MCP-Auth Quickstart¶
Welcome to the Secure MCP server Quickstart guide! This document shows you how to build a secure MCP (Model Context Protocol) server using MCP TypeScript SDK and WSO2 MCP Auth SDK.
You will create an MCP server that:
- Implements authorization with Asgardeo
- Defines a tool that adds two numbers
- Serves a resource that generates a greeting
After completing this guide, you will have a working MCP server that uses OAuth 2.1 according to the MCP auth specification.
[//] STEPS_START
Configure an Application in Asgardeo¶
- Sign in to Asgardeo console and navigate to Applications > New Application.
- Select MCP Client and complete the wizard popup by providing a suitable name and an the authorized redirect URL.
Example
Name : MCPInspectorApp
Authorized redirect URL: http://localhost:6274/oauth/callback
Info
The authorized redirect URL determines where users are sent after login, typically where the client app connecting to the MCP server is running.
For this guide, we'll use "MCP Inspector" to test the MCP server, so we'll use http://localhost:6274/oauth/callback, as the authorized redirect URL.
Make a note of the client-id from the Protocol tab of the registered application. You will need it during the Test the MCP server with auth section of this guide.
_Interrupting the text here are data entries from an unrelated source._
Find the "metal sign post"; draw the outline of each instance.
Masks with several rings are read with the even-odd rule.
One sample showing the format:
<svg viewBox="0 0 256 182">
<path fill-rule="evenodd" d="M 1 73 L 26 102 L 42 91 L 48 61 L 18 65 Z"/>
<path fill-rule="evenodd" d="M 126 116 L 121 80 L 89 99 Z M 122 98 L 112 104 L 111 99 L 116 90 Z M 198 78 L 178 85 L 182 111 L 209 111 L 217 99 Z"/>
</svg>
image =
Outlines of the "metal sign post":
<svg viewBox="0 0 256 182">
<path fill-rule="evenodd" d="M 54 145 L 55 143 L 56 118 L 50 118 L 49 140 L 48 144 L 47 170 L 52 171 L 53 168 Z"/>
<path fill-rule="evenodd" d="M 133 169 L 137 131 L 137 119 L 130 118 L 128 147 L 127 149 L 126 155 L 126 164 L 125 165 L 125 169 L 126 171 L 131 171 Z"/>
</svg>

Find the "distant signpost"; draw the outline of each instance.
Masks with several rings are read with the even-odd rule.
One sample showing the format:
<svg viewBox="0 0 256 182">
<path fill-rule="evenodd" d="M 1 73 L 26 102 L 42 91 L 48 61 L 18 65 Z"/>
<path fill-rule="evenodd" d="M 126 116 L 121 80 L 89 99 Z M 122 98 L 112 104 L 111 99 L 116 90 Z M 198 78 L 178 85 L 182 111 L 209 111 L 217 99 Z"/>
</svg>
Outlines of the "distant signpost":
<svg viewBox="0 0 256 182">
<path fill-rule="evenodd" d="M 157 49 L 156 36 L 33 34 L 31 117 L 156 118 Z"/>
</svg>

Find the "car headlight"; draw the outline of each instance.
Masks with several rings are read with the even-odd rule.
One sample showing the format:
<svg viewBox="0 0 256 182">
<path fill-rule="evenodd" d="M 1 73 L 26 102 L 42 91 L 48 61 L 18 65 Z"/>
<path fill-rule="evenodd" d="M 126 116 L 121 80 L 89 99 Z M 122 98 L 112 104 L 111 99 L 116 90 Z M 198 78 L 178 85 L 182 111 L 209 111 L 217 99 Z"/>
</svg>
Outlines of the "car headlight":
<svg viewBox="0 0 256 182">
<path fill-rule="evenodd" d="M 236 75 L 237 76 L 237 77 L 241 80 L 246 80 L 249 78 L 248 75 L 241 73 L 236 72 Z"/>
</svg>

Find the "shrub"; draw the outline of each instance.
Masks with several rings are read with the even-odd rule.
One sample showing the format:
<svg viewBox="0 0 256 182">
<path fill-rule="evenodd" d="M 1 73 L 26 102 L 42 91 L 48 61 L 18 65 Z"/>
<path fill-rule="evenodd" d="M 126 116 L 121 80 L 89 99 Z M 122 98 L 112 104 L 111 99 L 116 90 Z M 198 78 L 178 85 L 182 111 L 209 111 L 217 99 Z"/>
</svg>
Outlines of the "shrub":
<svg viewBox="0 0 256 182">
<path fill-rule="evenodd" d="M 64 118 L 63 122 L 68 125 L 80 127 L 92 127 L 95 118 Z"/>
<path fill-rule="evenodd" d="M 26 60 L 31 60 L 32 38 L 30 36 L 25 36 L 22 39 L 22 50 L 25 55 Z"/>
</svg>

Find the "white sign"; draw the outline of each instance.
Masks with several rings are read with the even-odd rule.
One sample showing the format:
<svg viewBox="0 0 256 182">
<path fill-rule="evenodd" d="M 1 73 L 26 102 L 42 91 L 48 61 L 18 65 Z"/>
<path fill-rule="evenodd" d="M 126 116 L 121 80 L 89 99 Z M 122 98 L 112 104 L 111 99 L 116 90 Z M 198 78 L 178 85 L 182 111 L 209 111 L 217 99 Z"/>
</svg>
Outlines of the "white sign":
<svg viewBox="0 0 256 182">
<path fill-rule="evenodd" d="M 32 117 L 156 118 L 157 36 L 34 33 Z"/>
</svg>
Create a Simple MCP server¶
Create a directory called mcp-auth-quickstart by running the following commands.
mkdir mcp-auth-quickstart
cd mcp-auth-quickstart
Then initialize a Node.js project using the following command.
npm init -y
yarn init -y
nnpm init -y
Now open the package.json file and replace the existing content with the following given content.
{
"name": "mcp-auth-quickstart",
"version": "1.0.0",
"type": "module",
"main": "server.ts",
"scripts": {
"start": "npx tsx server.ts"
}
}
Install the following dependencies.
npm install typescript tsx express zod @modelcontextprotocol/sdk
npm install --save-dev @types/express @types/node @types/cors
yarn add typescript tsx express zod @modelcontextprotocol/sdk
yarn add --dev @types/express @types/node @types/cors
nnpm install typescript tsx express zod @modelcontextprotocol/sdk
nnpm install --save-dev @types/express @types/node @types/cors
Initialize the TypeScript configuration by running the following command.
npx tsc --init
yarn tsc --init
nnpm tsc --init
Update the tsconfig.json file with the following settings.
{
"compilerOptions": {
"target": "ES2020",
"module": "commonjs",
"strict": true,
"esModuleInterop": true,
"skipLibCheck": true,
"forceConsistentCasingInFileNames": true
}
}
Create server.ts in the root and add the code below. This implements a Streamable-HTTP MCP server with a basic tool (addition) and resource (greeting), plus CORS handling to avoid cross-origin errors when testing with browser clients.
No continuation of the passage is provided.